Why was Jesus named Jesus, and not Immanuel?
The Messiah goes by many other names in scripture, including Immanuel. The name given to the Christ child came directly from the Father Himself, as revealed by the angel:
Luke 1:30 The angel said to her, “Do not be afraid, Mary; for you have found favor with God.
Luke 1:31 “And behold, you will conceive in your womb and bear a son, and you shall name Him Jesus.
The name Jesus is actually Yeshua in Hebrew, which is also translated Joshua. The name means “the Lord is salvation,” so clearly the Father wanted His Son to bear a name that announced His purpose.
This is the earthly name for our Messiah, but before He was revealed to the world, the scripture speaks of Him using other names. Collectively, there are over 200 different names or titles given to the Messiah in scripture. Taken together, these names describe the character and work of the Messiah in the plan of God.
The first name the Lord gave Himself is found in Exodus:
Ex. 3:14 God said to Moses, “I AM WHO I AM”; and He said, “Thus you shall say to the sons of Israel, ‘I AM has sent me to you.’”
Later in John’s Gospel, Jesus continued to use this name in a subtle way, when He responded to the Pharisees this way:
John 8:58 Jesus said to them, “Truly, truly, I say to you, before Abraham was born, I am.”
In His return to earth, the Lord will assume yet another name, as Jesus says in Revelation 3:
Rev. 3:12 ‘He who overcomes, I will make him a pillar in the temple of My God, and he will not go out from it anymore; and I will write on him the name of My God, and the name of the city of My God, the new Jerusalem, which comes down out of heaven from My God, and My new name.
So even the name Jesus is not the Lord's final name. His new name is described this way in Revelation 19:
Rev. 19:16 And on His robe and on His thigh He has a name written, “KING OF KINGS, AND LORD OF LORDS.”
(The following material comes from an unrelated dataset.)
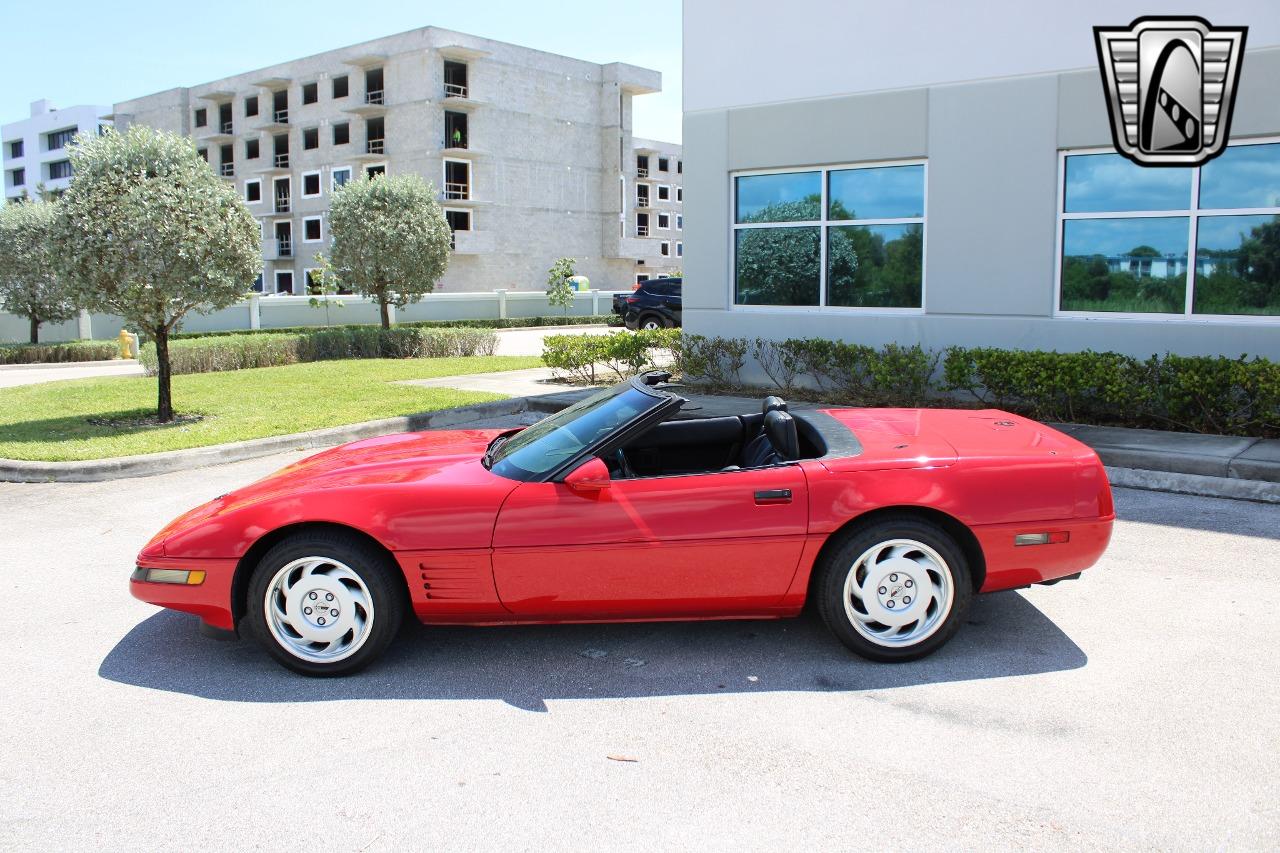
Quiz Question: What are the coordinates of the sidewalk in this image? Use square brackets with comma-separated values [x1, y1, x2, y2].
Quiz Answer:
[0, 359, 144, 388]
So the question of what is the Messiah’s name is different than asking a human being for a name. Since there is no one like the Lord, He doesn’t bear a name to distinguish Himself from another. The only reason the Lord adopts a name is to describe Himself to His Creation. Therefore, the Lord names Himself as a means of describing Himself to mankind using multiple names.